Bugün sizlere farklı bir konuyla geldim, antik kentlerde gezmenin nasıl bir his olduğunu anlatmak istiyorum. Antalya’da antik kent konusunda çok zengin bir şehir ve bu da antik kentlerin gezilmesi açısından bizlere mükemmel bir avantaj sunuyor. Binlerce yıllık hikâyelere ev sahipliği yaptığını bildiğiniz bu kentlerin büyüleyici bir hissi var. Bu kadim şehirlerin taşlarında yürürken, sanki bir zamanlar burada yaşamışsınız gibi.

Gezilere başlamadan önce biraz hazırlıklı olmak, her zaman daha anlamlı kılıyor bu tür gezileri… Mesela Perge’ye adım attığında, antik stadyumun nasıl bir coşku ile dolup taştığını hayal etmek bile etkileyici. Bakın bir de Aspendos’un o ünlü tiyatrosuna girdiğinde, yüzlerce yıl önce yankılanan akışları duyar gibi olmak… Her yer bir başka hikayenin izlerini taşıyor

Side’ye geldiğiniz ise deniz kıyısındaki tüm görkemli kalıntıları, tarih ve doğanın nasıl iç içe geçtiğini en güzel bir biçimde gösteriyor. Antik kentlerde gezerken, en keyifli anlardan biri de durup o anın tadını çıkarmak. Yanımda mutlaka bir termos dolusu çay ve ufak atıştırmalıklar taşırım. Bir sütun gölgesinde mola verip, denizi karşı çayımı yudumlamak… İşte bu anlar antik kentlerin verdiği huzuru gerçekten hissettiriyor.

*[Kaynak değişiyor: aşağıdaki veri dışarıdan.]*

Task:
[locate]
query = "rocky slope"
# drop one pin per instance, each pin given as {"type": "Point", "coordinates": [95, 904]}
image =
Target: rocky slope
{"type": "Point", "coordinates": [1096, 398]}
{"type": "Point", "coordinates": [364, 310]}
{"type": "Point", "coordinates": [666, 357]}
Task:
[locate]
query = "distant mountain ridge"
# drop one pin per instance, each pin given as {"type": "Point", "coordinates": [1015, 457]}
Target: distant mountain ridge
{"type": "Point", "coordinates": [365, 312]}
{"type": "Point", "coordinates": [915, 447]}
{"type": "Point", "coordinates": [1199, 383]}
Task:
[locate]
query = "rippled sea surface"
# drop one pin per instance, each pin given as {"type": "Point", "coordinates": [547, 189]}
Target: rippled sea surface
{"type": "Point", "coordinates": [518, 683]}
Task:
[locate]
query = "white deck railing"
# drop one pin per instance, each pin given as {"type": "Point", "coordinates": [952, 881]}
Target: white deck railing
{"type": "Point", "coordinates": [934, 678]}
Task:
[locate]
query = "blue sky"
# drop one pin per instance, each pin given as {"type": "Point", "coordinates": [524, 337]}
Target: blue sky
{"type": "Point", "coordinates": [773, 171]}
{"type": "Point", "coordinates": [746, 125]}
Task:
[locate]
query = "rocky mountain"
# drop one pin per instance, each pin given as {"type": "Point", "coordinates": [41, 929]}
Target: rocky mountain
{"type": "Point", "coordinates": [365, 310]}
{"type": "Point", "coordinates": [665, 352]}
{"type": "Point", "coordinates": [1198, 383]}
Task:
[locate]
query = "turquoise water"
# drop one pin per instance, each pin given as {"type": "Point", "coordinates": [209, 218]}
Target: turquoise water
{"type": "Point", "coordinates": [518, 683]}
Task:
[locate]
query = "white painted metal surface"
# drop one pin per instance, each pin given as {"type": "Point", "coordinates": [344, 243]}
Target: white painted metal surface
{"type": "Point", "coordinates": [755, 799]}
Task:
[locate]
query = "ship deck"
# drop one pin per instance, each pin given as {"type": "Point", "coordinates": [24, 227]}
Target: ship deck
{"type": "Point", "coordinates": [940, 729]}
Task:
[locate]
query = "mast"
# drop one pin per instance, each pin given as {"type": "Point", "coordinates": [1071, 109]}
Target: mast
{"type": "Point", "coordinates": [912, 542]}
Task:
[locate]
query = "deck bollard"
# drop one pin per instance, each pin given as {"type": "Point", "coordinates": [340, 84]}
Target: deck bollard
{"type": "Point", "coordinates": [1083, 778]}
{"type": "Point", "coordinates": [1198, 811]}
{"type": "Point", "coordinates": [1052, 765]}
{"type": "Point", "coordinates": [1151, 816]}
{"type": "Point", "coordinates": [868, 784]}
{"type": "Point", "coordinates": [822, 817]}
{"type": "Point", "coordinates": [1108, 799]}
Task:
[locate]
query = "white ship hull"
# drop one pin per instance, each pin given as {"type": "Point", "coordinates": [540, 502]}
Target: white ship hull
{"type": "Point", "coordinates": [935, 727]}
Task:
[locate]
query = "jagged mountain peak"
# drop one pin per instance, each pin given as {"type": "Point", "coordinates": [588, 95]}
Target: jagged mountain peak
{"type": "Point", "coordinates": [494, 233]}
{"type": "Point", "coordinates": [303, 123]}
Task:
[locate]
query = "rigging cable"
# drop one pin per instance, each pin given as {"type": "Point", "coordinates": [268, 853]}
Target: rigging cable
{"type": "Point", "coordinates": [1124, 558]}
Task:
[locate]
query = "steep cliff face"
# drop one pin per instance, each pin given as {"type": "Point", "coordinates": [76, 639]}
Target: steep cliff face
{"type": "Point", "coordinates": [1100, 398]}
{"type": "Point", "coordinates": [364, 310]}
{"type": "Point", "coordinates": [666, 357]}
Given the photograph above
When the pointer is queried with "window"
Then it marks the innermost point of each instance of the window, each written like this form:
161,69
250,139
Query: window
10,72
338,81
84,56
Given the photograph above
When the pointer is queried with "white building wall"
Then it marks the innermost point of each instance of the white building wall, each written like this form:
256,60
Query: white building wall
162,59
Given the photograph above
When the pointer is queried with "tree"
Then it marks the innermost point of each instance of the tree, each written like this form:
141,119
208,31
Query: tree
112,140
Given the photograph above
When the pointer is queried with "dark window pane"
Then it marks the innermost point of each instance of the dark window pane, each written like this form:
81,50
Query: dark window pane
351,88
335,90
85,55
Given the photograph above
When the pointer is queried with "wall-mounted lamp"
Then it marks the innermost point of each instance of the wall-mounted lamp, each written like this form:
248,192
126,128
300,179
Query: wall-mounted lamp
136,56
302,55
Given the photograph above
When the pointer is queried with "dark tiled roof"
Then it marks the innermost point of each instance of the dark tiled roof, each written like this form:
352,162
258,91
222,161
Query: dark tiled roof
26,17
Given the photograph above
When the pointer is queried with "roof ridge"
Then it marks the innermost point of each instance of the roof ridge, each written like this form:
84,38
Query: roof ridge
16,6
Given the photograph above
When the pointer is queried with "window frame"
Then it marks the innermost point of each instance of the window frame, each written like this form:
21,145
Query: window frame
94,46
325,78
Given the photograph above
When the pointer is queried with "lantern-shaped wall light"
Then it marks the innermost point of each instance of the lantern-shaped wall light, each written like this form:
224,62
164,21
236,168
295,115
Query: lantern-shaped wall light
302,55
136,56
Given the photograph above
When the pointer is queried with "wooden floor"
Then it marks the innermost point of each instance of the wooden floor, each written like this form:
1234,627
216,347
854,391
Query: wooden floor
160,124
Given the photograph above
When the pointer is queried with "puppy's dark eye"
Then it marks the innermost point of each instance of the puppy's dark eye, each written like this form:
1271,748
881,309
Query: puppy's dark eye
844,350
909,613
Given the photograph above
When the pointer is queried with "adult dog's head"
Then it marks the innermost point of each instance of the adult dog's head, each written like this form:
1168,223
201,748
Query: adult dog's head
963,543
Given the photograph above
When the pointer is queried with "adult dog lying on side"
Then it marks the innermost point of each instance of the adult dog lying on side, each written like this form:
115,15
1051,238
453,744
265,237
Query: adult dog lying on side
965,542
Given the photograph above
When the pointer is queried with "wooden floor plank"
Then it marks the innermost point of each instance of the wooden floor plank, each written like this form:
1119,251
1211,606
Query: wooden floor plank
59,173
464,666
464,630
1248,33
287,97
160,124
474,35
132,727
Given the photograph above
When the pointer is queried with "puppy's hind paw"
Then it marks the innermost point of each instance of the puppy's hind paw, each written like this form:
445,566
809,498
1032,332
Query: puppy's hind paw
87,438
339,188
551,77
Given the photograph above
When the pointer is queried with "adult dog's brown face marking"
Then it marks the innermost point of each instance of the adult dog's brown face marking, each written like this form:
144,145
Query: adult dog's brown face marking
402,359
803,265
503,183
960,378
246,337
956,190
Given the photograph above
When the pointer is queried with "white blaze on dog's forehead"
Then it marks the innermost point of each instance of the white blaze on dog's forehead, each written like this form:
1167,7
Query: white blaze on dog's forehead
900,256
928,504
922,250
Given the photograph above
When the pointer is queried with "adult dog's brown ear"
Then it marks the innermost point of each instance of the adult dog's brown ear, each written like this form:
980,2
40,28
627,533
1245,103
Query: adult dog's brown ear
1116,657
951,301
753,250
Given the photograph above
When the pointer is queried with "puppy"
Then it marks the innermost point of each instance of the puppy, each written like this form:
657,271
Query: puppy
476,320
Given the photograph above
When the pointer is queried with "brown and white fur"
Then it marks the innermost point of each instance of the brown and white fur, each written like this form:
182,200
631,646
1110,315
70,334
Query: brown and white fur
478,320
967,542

Bir de her gidiş yeni bir şeyler katılıyor insana, ne kadar sık gidersem gideyim her zaman farklı şeyler görüyorum ve yakalıyorum. Belki de daha önce geldiğimde görmediğin bir yazıt ya da eskiden su taşımak için kullanılan kanalları bakınca, sabırlı gezginlerine her seferinde yeni bir sürpriz sunar.

Antalya’da antik kentleri gezmek demek, yalnızca geçmişi görmek değil. Bugünün karmaşasında bir nefes almak da demek. O taşların, o yapıların altında saklanan huzuru hissetmek, modern dünyanın telaşından kaçıp bir süreliğine de olsa kendini geçmişin kollarına bırakmak demek.

Eğer fırsat bulursanız, sırt çantanızı hazırlayın ve tarihin izini sürmeye başlayın. Her adımda yeni bir yaşam izi, her köşede eski bir sır bizleri bekliyor olacak.